Ve alt kata indik.. Onuncu yılın üçüncü sergisi orda.. Komşular!.. Türkiye'nin coğrafi komşuları.. Etnik, tarihsel komşuları.. Orta Asya'dan Balkanlar'a yakın ilişki içinde olduklarımızın çağdaş sanatlarından örnekler.. Dünü bugüne getiren çağdaş sanat..
Nasra Şimmes ailesi Mardin'in geleneksel basmacılığının son temsilcileri.. Toledo'yu biliriz, aşığız, ama on Toledo eden Mardin'den haberimiz yoktur. Şimmes ailesinin basma teknikleri ve eserleri dünyaca ünlü.. Bizde bilen alan yok.. Yarın kafaları taştan taşa vururuz..

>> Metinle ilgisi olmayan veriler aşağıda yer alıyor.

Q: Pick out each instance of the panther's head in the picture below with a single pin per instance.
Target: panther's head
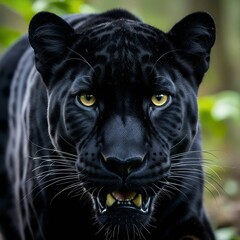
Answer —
(123, 95)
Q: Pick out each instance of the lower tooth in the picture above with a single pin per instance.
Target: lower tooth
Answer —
(110, 200)
(138, 200)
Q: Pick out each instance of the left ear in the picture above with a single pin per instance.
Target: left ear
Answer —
(49, 36)
(195, 35)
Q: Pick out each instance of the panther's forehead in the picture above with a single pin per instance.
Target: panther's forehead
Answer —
(123, 51)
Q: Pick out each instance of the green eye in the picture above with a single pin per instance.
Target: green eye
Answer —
(160, 100)
(87, 100)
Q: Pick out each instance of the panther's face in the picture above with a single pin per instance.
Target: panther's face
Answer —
(124, 94)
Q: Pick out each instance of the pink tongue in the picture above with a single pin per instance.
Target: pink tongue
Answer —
(123, 196)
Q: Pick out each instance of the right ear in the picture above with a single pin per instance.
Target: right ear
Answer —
(49, 36)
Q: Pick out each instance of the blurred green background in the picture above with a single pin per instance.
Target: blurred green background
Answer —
(219, 96)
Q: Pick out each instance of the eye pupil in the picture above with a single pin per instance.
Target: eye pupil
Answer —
(159, 99)
(87, 100)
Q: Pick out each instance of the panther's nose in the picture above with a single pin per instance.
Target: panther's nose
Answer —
(123, 167)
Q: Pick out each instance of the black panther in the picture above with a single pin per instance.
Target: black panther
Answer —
(100, 134)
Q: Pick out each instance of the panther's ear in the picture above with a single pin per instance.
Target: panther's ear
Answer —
(49, 36)
(195, 34)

Komşular sergisinde her şey ilginç. Her gördüğünüzün çarpıcı bir hikayesi var..
Bir gazeteci için bulunmaz hazine.. Ama hani nerde o gazeteci?.
Onun için medyayı boş verin.. Kendinize, ailenize zaman ayırın.. Gidin bu üç sergiyi gezin ve zenginleşin..
Okullar!.. Hepinizin servisleri var. Bütün gün boş yatıyor.. Her gün bir sınıfın İstanbul Modern'e gitmesini planlasın müdürler..
Bu sergi ile ilgili ödevler versin hocalar..
Belki o öğrencilerin içinden geleceğin sanatsever, kültür aşığı gazetecileri de çıkar!..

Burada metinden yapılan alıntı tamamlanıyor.